What to expect: Easy driving, open year-round. Much of the route is paved and the unpaved parts are graded and well-maintained.
Length: 14.5 miles one way; 17.7 miles if you loop back via the “new” highway.
Driving time: about one hour.
Getting there: From Independence starting at the flashing traffic light in the center of town, go 8.3 miles north on U.S. 395 and turn left (west) onto Black Rock Springs Road. From Big Pine starting at the high school at the south end of town, go 17.5 miles south on 395 and turn right onto Black Rock Springs Road. (Or begin at the north end of the route, turning right onto Fish Springs Road 4.3 miles south of Big Pine.)
Along the route: Black Rock Springs Road leads straight toward the Sierra at one of its most ruggedly scenic points, Sawmill Canyon. A flume once carried wood from the creek to a nearby sawmill. Today, rare Sierra Nevada bighorn sheep come to the mouth of the canyon when deep winter snows drive them to lower elevations.
In less than a mile, the road meets old 395 at a grove of locust trees planted in the early 1890s to furnish wood for alkaline-tolerant fence posts. Turn right and drive north through black basalt lava flows. You’ll pass the road to Division Creek Powerhouse, a working hydroelectric plant originally built in 1908 to power dredges digging the Los Angeles Aqueduct.
Aberdeen, at 5 miles along the route, was a small but thriving community in the first two decades of the 20th century—supported primarily by the Red Mountain Fruit Ranch to the north.

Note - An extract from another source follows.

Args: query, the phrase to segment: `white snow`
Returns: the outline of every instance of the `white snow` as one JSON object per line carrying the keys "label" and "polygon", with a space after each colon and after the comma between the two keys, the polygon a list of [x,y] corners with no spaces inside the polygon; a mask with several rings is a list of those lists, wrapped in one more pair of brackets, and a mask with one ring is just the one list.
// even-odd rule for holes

The store and restaurant, open seasonally, features an old fireplace, historic photos and John Wayne’s favorite beans.
The paved route becomes the black cinder “Tinemaha Road” where it intersects the road to Goodale Creek, site of a BLM campground. About a mile farther is Taboose Creek and a county campground. Taboose is derived from a Shoshone word for the edible ground nut or yellow nut grass, once a staple food for native Paiutes who irrigated meadows to enhance its growth.
From here, the graded dirt road heads into the Poverty Hills, named by disgusted gold miners when their extensive claims produced less than hoped. To the west you can see Red Mountain, the youngest volcanic cinder cone in the Owens Valley, formed only 600-800 years ago.
The road turns back into pavement as it crosses Tinemaha Creek, named for a legendary Paiute war chief. In the early 1900s this site was part of the thousand-acre Red Mountain Fruit Ranch. You can find remnants of the extensive irrigation system west of the county campground.
After crossing Birch Creek, 12 miles from the beginning of the route, you’ll reach an intersection with no sign. Bear left (north), taking the road that passes a small hill of black rock. In half a mile is another intersection; continue north.
Fish Springs, now a state fish hatchery, was once the location of a Paiute village. Later it was owned by J.W. McMurry, who in 1872 brought the Owens Valley’s first rainbow trout for his private pond. A mile past Fish Springs the route ends when it rejoins the new 395.